How Do You Finance Buying Land to Build a Home on Later?
Finding the right piece of land can happen years before a buyer is ready to build on it. That gap between purchase and construction is common, and it shapes which financing options actually make sense.
The short answer
Buying land with no immediate plan to build is generally financed through a standalone land loan rather than a construction loan, since construction loans typically require detailed building plans, a chosen builder, and a set timeline at application. A land loan lets a buyer secure the property now, with the financing for an eventual build handled separately once plans firm up.
Why a standalone land loan fits this situation
A land loan versus a construction loan comes down largely to timing, and buying now to build later is the clearest case for keeping the two separate. A standalone land loan doesn’t require a builder, floor plan, or construction budget upfront, which matters for a buyer who hasn’t gotten that far in the planning process. The tradeoff is that land loans generally come with a larger down payment and a shorter repayment term than a home mortgage would.
How long lenders allow before construction must start
Some land loans include language about how long the property can sit undeveloped, though this varies significantly by lender and loan type. A loan with no such requirement gives a buyer more flexibility to wait, save, or finalize plans on their own schedule, while a loan with a defined timeline means the buyer needs a realistic sense of when building will actually begin before signing. Reviewing this detail in the loan terms, rather than assuming it works one way or another, matters because assumptions here can create real problems later.

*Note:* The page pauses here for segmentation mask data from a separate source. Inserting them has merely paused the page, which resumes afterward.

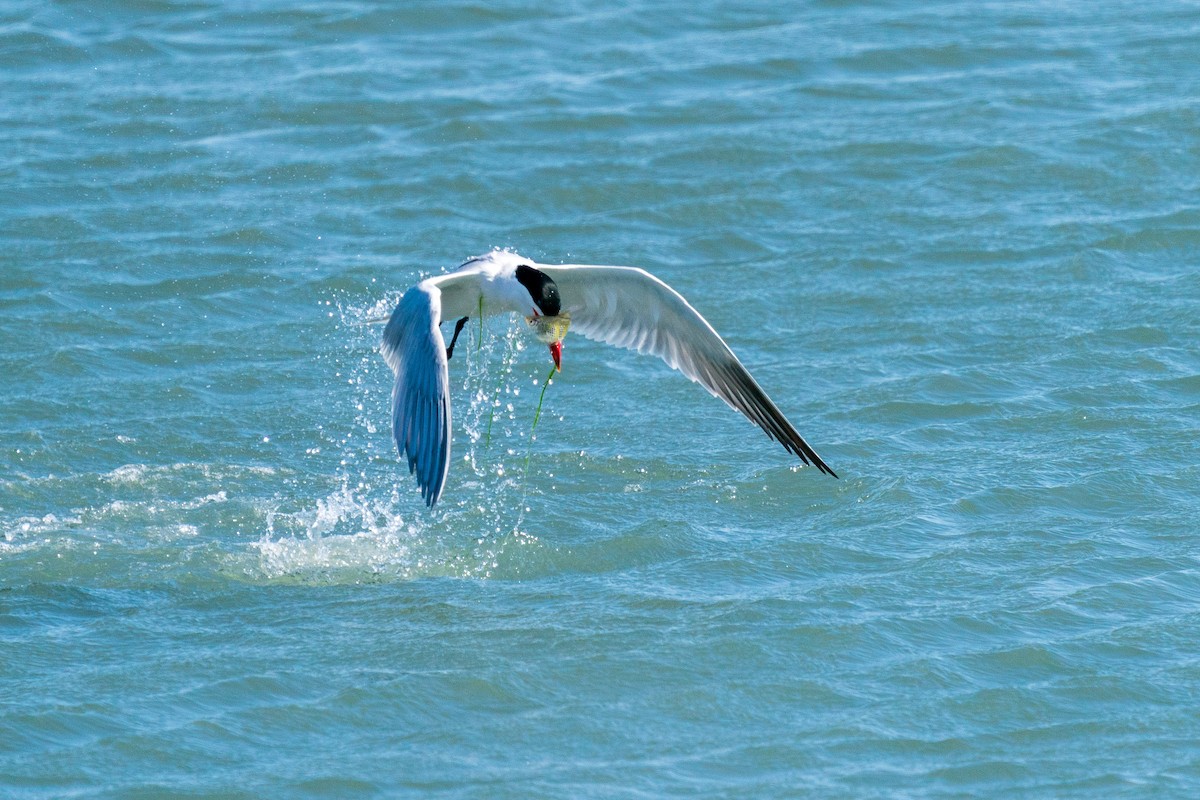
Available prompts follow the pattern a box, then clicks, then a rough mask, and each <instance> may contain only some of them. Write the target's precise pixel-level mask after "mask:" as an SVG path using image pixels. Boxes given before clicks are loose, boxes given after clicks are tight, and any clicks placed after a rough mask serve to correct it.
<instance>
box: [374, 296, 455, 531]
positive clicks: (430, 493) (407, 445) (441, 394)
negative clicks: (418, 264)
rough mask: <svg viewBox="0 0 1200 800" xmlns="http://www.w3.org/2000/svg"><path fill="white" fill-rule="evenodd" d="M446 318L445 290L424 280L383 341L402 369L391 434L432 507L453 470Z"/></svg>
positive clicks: (384, 353)
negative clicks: (443, 336) (450, 438)
mask: <svg viewBox="0 0 1200 800" xmlns="http://www.w3.org/2000/svg"><path fill="white" fill-rule="evenodd" d="M440 320H442V293H440V291H439V290H438V288H437V287H436V285H433V284H432V283H430V282H426V283H420V284H418V285H415V287H413V288H412V289H409V290H408V291H406V293H404V296H403V297H401V300H400V303H398V305H397V306H396V311H394V312H392V313H391V319H390V320H388V326H386V327H385V329H384V331H383V342H382V343H380V344H379V351H380V353H383V357H384V359H386V361H388V366H390V367H391V369H392V372H395V373H396V384H395V385H394V386H392V390H391V433H392V437H394V438H395V439H396V447H397V449H398V450H400V453H401V456H404V455H407V456H408V471H409V473H415V474H416V483H418V485H419V486H420V487H421V497H422V498H425V503H426V505H428V506H430V507H433V504H436V503H437V501H438V498H440V497H442V489H443V487H444V486H445V480H446V473H448V471H450V373H449V371H448V368H446V345H445V339H443V338H442V331H440V330H439V329H438V323H439V321H440Z"/></svg>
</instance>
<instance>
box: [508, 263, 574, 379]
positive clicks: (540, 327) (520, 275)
mask: <svg viewBox="0 0 1200 800" xmlns="http://www.w3.org/2000/svg"><path fill="white" fill-rule="evenodd" d="M516 277H517V281H518V282H520V283H521V285H523V287H524V288H526V290H528V291H529V300H530V308H529V311H530V312H532V313H529V314H527V315H526V320H527V321H528V323H529V325H530V326H532V327H533V329H534V333H535V335H536V336H538V338H539V339H541V341H542V342H545V343H546V344H548V345H550V357H551V359H553V360H554V368H556V369H562V368H563V338H564V337H565V336H566V329H568V327H570V325H571V315H570V313H568V312H566V311H564V309H563V299H562V297H560V296H559V294H558V284H556V283H554V281H553V278H551V277H550V276H548V275H546V273H545V272H542V271H541V270H536V269H534V267H532V266H529V265H528V264H521V265H520V266H517V270H516Z"/></svg>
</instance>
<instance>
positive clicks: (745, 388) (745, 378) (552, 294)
mask: <svg viewBox="0 0 1200 800" xmlns="http://www.w3.org/2000/svg"><path fill="white" fill-rule="evenodd" d="M509 313H516V314H520V315H521V317H523V318H524V319H526V320H527V321H528V324H529V325H530V327H533V329H534V330H535V335H536V336H538V338H540V339H541V341H542V342H544V343H546V344H548V345H550V354H551V357H552V359H553V361H554V367H556V369H562V356H563V337H564V336H565V335H566V331H568V329H569V327H570V329H571V330H575V331H578V332H580V333H582V335H583V336H586V337H587V338H589V339H595V341H599V342H606V343H608V344H613V345H617V347H620V348H626V349H630V350H637V351H638V353H648V354H653V355H656V356H659V357H660V359H662V361H665V362H666V363H667V366H670V367H671V368H673V369H678V371H679V372H682V373H683V374H685V375H686V377H688V378H690V379H692V380H694V381H696V383H697V384H700V385H701V386H703V387H704V389H707V390H708V391H709V392H710V393H712V395H713V396H715V397H719V398H721V399H722V401H725V402H726V403H727V404H728V405H730V407H731V408H733V409H734V410H737V411H740V413H742V414H744V415H745V416H746V417H748V419H749V420H750V421H751V422H754V423H755V425H757V426H758V427H760V428H762V429H763V431H766V432H767V435H768V437H770V438H772V439H774V440H775V441H778V443H779V444H781V445H784V447H785V449H786V450H787V451H788V452H792V453H794V455H796V456H799V458H800V461H802V462H804V463H805V464H812V465H815V467H816V468H817V469H818V470H821V471H822V473H824V474H827V475H832V476H833V477H838V475H836V474H835V473H834V471H833V470H832V469H829V465H828V464H826V463H824V462H823V461H822V459H821V457H820V456H817V453H816V451H814V450H812V447H811V446H809V443H806V441H805V440H804V437H802V435H800V434H799V433H797V431H796V428H794V427H793V426H792V423H791V422H788V421H787V417H785V416H784V413H782V411H780V410H779V407H776V405H775V404H774V403H773V402H772V399H770V398H769V397H767V393H766V392H764V391H763V390H762V387H760V386H758V383H757V381H756V380H755V379H754V378H752V377H751V375H750V373H749V372H748V371H746V368H745V367H744V366H742V362H740V361H738V359H737V356H736V355H733V350H731V349H730V347H728V345H727V344H726V343H725V339H722V338H721V337H720V336H719V335H718V333H716V331H715V330H713V326H712V325H709V324H708V321H707V320H706V319H704V318H703V317H701V315H700V313H698V312H697V311H696V309H695V308H692V307H691V305H690V303H689V302H688V301H686V300H684V299H683V295H680V294H679V293H678V291H676V290H674V289H672V288H671V287H668V285H667V284H666V283H664V282H662V281H660V279H659V278H656V277H654V276H653V275H650V273H649V272H647V271H646V270H642V269H637V267H632V266H592V265H583V264H563V265H548V264H536V263H534V261H532V260H529V259H527V258H523V257H521V255H518V254H516V253H512V252H509V251H492V252H491V253H487V254H485V255H479V257H476V258H472V259H468V260H467V261H464V263H463V264H462V265H461V266H460V267H458V270H456V271H455V272H450V273H446V275H439V276H434V277H431V278H426V279H424V281H421V282H420V283H418V284H416V285H415V287H413V288H412V289H409V290H408V291H406V293H404V295H403V296H402V297H401V299H400V302H398V303H397V305H396V309H395V311H394V312H392V314H391V318H390V319H389V320H388V325H386V327H385V329H384V332H383V342H382V343H380V345H379V350H380V353H382V354H383V356H384V359H385V360H386V361H388V365H389V366H390V367H391V369H392V372H394V373H395V374H396V383H395V385H394V387H392V392H391V423H392V437H394V438H395V440H396V447H397V450H398V451H400V455H401V457H406V456H407V458H408V471H409V473H410V474H415V475H416V483H418V486H420V489H421V497H422V498H424V499H425V503H426V505H428V506H430V507H431V509H432V507H433V505H434V504H437V501H438V499H439V498H440V497H442V491H443V489H444V488H445V480H446V474H448V473H449V471H450V373H449V361H450V359H451V357H452V356H454V347H455V343H456V342H457V341H458V333H461V332H462V327H463V325H466V324H467V320H468V319H469V318H470V317H472V315H473V314H484V315H488V314H509ZM451 320H456V321H455V329H454V335H452V336H451V338H450V344H449V347H448V345H446V343H445V339H444V338H443V337H442V329H440V325H442V324H443V323H448V321H451Z"/></svg>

What happens when it’s time to build
Once plans are ready, a buyer typically either pays off the land loan by rolling it into a new construction loan, or the land loan gets refinanced as part of financing the build. This is a similar structure to a construction loan that includes land purchased separately, and it generally requires a new appraisal reflecting the land’s current value plus the planned improvements. Interest rates and terms available at that point depend on market conditions and the buyer’s financial situation at the time, not on whatever was available when the land was originally purchased.
Practical considerations for buyers in this position
- Loan term mismatch. Because land loan terms tend to run shorter than mortgages, a buyer waiting several years to build should confirm the land loan’s term realistically covers that waiting period.
- Builder selection timing. Even without immediate construction plans, some buyers explore whether they can finance a lot before choosing a builder, which affects how much flexibility the eventual construction loan will require.
- Carrying costs. Property taxes, insurance, and loan payments on undeveloped land continue whether or not construction has started, which is worth budgeting for over the full waiting period.
- Appraisal at build time. The land’s value may have changed by the time construction financing is arranged, affecting how the eventual loan gets structured.
The bottom line
Buying land now with building planned for later is a common and workable path, but it generally means treating the land purchase and the construction financing as two distinct decisions rather than one combined loan. Understanding the land loan’s term, any building deadlines it imposes, and the ongoing carrying costs helps set realistic expectations for the years between purchase and groundbreaking.